Pegue uma novela que não anda muito bem de audiência e introduza algumas cenas bem absurdas, daquelas que afrontam a inteligência do espectador. A técnica é arriscada porque pode produzir efeito contrário ao esperado, mas às vezes funciona. É o que ocorreu com Salve Jorge, atração principal da Globo, cuja audiência segue abaixo da meta. Ambientada entre Istambul, a Capadócia e o Rio, a novela de Gloria Perez vinha, desde o início, exigindo um exercício abnegado de “suspensão da descrença”, mas nesta semana superou todos os limites – e o Ibope subiu.
A autora, como se sabe, tem um estilo calcado no desdém ao realismo, e orgulha-se dele. Lembre-se de O Clone ou Caminho das Índias, por exemplo. O português é sempre uma língua universal, compreendida tanto numa delegacia de Istambul quanto no mercado de Fez (Marrocos) ou nas ruas de Jaipur (Índia). Os personagens viajam do Rio para essas cidades e voltam sempre num piscar de olhos, sem se cansar ou sentir o fuso. As visitas aos recantos exóticos servem, simultaneamente, para aulas de caráter turístico-cultural e como cenário para tramas de conteúdo “jornalístico”, inspiradas em dramas reais.
Em Salve Jorge há dois bons temas em exposição – o tráfico de mulheres e o comércio de bebês. O primeiro, narrado numa tentativa de thriller policial, envolve a heroína e acabou tornando-se a peça de resistência da novela.
Realismo às favas
Criada no Complexo do Alemão, mãe solteira, independente e batalhadora, Morena largou o namorado, Theo, capitão da cavalaria, para trabalhar em Istambul. Chegando lá, descobriu que fora enganada e se viu obrigada a se prostituir. A quadrilha mantém a moça quieta à base de ameaças contra seu filho e sua mãe, faxineira na casa de uma delegada de polícia gente finíssima, Helô. De volta ao Rio, junto com uma colega de trabalho, Jéssica, Morena teve inúmeras oportunidades de revelar o seu infortúnio à mãe, à delegada e ao namorado, mas não falou com nenhum deles.
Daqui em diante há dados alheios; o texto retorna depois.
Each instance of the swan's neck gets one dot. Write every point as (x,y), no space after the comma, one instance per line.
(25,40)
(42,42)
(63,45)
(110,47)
No capítulo de segunda-feira (21/1), finalmente, Morena resolveu contar tudo para uma mulher que ela mal conhece, justamente a vilã-mor da história, a empresária Lívia Marini. Em consequência, sua amiga Jéssica é morta por Lívia com um golpe de seringa, subitamente retirada da bolsa. Uma seringa? “E eu saio sem ela para algum lugar? No nosso ramo, a gente não sabe quando vai precisar”, explicou a bandidona para uma colega de gangue. Desolada com a morte, Morena tem uma visão de Jéssica envolta por uma luz dourada e promete à amiga vingá-la de qualquer maneira. Ainda tem cem capítulos para cumprir a promessa.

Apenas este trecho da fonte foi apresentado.